The dance's story lines were relatively easy to follow even as they tangled together in the dark, foggy atmosphere of Bernard Herrmann's music. A love affair causes tension between two couples—the Smiths and the Joneses—which ripples across their group of friends. Meanwhile, a woman named Celia has put out a hit on her partner, Fernando. Each of the characters has their own replica, all of which look like mannequins in spray-painted white fencing masks and trench coats.


At one point, a thug surprises Celia from behind and strangles her with silk. There is an entire essay to be written about the onstage deaths of ballerinas, and this one from Pantastico—choreographed down to the smallest gestures by Pite—would deserve a few paragraphs. There's so much life in the dancer just before death: the violence of her resistance screaming out in every flexed muscle and grimace, the electrified shimmy into submission, the broken doll collapse to the floor, the last leg twitch like a stepped-on cricket—one final act of defiance. It's the femme fatale's story told with a brief flurry of completely legible gestures, an act of condensation you find only in dance.
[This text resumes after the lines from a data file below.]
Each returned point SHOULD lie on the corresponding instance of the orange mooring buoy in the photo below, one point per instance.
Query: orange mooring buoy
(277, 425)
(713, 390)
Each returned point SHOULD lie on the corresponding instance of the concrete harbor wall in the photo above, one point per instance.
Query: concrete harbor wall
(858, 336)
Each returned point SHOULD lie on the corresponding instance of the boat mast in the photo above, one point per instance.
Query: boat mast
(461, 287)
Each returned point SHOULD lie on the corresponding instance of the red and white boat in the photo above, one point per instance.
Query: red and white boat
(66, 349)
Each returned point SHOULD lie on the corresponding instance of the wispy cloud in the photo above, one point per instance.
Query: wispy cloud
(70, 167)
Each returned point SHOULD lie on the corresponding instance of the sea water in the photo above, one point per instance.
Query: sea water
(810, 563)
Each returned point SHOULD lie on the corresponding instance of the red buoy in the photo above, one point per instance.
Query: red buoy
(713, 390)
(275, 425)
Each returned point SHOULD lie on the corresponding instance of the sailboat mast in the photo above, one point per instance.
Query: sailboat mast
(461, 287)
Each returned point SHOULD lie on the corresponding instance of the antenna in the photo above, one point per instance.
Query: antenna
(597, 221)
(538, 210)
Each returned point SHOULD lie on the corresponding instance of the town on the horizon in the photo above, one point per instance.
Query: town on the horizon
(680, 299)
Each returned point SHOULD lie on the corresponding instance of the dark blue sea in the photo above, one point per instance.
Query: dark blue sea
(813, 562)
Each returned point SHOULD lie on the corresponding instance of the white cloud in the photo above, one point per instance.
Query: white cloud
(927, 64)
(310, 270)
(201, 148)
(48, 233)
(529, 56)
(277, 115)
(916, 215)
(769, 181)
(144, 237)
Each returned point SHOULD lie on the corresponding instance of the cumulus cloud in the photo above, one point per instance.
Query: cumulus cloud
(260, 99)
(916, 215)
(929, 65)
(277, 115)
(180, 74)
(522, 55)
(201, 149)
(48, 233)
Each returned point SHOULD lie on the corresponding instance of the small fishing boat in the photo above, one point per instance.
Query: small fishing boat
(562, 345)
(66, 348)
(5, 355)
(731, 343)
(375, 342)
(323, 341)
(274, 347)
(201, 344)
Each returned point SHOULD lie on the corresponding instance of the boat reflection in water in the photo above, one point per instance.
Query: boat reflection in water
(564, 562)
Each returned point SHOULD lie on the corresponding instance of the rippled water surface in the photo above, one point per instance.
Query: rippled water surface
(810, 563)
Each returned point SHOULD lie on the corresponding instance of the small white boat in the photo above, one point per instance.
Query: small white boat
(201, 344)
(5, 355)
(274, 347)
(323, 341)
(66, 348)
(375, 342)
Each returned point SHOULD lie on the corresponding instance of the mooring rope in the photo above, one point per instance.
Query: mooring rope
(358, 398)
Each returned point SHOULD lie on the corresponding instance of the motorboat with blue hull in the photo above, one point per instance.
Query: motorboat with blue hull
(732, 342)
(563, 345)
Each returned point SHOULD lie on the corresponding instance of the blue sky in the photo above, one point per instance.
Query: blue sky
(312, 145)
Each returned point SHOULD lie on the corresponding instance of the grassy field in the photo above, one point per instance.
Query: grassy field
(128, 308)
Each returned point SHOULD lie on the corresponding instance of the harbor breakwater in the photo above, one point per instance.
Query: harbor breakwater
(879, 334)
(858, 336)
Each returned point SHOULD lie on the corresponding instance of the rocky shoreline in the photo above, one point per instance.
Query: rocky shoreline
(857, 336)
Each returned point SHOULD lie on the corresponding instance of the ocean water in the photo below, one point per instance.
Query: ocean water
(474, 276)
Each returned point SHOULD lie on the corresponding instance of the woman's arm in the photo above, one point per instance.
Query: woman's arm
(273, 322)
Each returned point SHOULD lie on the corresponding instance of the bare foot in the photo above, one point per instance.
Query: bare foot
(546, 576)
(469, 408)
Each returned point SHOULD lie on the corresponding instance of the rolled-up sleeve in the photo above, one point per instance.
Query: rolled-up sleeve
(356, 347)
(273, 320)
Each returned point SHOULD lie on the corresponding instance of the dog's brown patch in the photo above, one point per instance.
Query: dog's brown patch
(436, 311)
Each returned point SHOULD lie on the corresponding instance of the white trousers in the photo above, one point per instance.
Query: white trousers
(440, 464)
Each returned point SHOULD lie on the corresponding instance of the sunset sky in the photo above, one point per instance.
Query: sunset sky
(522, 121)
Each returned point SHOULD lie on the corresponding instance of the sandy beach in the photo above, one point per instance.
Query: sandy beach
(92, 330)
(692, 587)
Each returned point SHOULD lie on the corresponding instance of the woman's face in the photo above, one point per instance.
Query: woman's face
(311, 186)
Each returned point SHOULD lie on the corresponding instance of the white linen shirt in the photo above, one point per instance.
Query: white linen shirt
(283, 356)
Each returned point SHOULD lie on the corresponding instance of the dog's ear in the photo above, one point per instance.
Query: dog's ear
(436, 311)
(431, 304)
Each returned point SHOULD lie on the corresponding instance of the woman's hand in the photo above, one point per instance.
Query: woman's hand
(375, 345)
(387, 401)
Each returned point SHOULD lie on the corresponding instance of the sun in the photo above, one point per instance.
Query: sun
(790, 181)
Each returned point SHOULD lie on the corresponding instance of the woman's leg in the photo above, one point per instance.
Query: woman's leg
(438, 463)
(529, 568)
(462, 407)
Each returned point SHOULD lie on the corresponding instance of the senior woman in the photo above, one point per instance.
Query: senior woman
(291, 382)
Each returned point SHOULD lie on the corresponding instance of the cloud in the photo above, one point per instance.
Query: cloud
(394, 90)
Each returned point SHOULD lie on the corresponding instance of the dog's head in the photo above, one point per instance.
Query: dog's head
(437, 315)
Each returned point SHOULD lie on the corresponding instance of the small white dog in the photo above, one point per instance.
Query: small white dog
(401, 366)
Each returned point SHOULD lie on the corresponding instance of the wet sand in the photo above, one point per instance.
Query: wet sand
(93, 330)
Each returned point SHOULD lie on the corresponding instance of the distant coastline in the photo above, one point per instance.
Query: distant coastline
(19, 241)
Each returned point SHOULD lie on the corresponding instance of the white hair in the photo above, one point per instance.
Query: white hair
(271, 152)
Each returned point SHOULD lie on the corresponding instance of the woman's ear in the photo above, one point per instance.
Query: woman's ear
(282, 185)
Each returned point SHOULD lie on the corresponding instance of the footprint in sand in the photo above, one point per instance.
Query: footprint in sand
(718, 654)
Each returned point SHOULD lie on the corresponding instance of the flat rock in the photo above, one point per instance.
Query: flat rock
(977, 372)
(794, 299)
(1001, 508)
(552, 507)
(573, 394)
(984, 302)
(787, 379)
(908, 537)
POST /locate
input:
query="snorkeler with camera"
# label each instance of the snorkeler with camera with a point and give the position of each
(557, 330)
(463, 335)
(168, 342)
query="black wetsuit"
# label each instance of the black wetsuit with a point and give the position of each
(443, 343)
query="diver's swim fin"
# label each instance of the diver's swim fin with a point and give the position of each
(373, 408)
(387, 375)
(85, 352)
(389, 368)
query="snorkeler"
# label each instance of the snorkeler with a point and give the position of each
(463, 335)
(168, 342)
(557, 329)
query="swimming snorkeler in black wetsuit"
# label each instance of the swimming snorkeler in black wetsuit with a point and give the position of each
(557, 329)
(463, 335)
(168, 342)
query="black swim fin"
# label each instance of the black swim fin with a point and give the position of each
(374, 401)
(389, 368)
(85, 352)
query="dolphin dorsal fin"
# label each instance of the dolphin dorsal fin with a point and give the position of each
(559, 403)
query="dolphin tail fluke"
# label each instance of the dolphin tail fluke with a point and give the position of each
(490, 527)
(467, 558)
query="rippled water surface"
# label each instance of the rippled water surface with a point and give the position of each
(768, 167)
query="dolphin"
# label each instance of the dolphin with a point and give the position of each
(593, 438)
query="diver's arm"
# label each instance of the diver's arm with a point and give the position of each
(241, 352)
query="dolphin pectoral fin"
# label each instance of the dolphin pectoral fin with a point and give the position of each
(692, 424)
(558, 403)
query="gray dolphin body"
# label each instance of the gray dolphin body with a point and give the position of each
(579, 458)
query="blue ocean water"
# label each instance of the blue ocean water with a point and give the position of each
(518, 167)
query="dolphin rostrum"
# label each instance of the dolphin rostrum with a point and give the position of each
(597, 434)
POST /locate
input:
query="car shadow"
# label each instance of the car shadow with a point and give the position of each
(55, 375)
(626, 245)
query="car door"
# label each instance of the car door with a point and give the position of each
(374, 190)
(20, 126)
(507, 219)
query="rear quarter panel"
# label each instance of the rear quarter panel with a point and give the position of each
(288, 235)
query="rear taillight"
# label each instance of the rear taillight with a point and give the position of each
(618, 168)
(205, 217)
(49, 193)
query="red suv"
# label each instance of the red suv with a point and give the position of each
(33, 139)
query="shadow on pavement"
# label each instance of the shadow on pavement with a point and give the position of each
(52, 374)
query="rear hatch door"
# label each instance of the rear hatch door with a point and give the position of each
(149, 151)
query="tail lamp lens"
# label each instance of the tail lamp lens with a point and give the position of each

But Plot Point is only one of three dances presented over the course of the evening. Her Story opens with Jessica Lang's Her Door to the Sky, a sunset-colored ensemble piece that's lyrical and beautiful but ultimately kind of blah. That's no shade on Sarah Ricard Orza, who tumbles like a falling leaf at twilight. Twyla Tharp's Afternoon Ball was more successful. She presents a street threesome between a goth couple and a grunge guy. In their jerky, convulsive movements and in their story in general, they troll the elegant steps of classical ballet, represented in this case by two dancers tangoing in black. PNB soloist Angelica Generosa (who has been killing it lately) and Benjamin Griffiths stand out here.

The thread connecting all of these pieces is the grace, strength, and persistence of women in the face of violence—an (unfortunately) evergreen theme, but one that's especially worth your attention in the shadow of all this Harvey Weinstein bullshit.